Adana, Çukurova'nın bereketli topraklarında, Toros Dağları'nın kucağında, Anavarza'nın tarihî kalıntıları arasında, yarpuzundan çakırdikenine, Anadolu'nun tam özünü yaşatan bir şehirdir. Bu topraklardan çıkan lezzetler, Adana'nın zengin gastronomi mirasının en önemli göstergesidir. Sıcak şehrin sıcak insanları tarafından yapılan ve âdeta kalpleri fetheden Adana ve ciğer kebabı, şirden dolması, şalgam suyu gibi lezzetler, şehrin yemek kültürünün ruhunu yansıtıyor.

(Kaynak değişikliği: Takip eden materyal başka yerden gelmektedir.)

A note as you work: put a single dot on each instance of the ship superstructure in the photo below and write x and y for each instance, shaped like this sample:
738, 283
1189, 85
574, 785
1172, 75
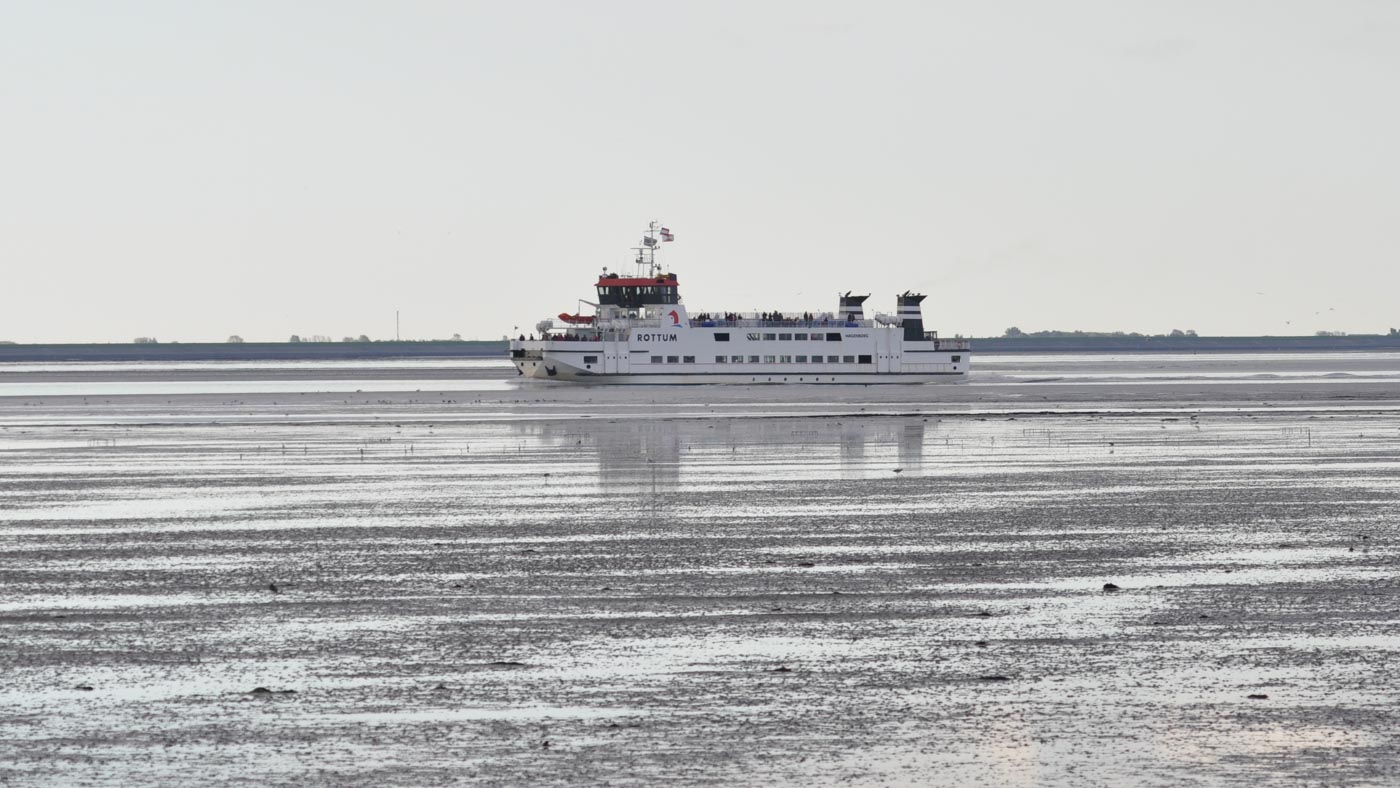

Adana gastronomi merkezi olma yolunda ilerliyor
Türkiye'nin en önemli lezzet duraklarından biri olan Adana, dünya çapında bir gastronomi merkezi olma yolunda hızla ilerliyor. Bu hedefe ulaşmada en önemli katkıyı bence “Adana Lezzet Festivali” sağlıyor. Bu yıl yedincisi yapılan “Uluslararası Adana Lezzet Festivali” muhteşem yemeklerin dünya çapında tanınması için iyi bir fırsat veriyor. Adana'nın usta şefleri tarafından hazırlanan ünlü yemekler, Merkez Park'ta kurulan stantlarda muazzam bir kalabalık oluşturan ziyaretçilere sunuldu. Yine festivalin genelinde Adana'nın gastronomi kültürüne dair geleneksel yemek pişirme yarışmaları, gastronomi atölyeleri ve konserler gibi bir dizi etkinlik düzenlendi.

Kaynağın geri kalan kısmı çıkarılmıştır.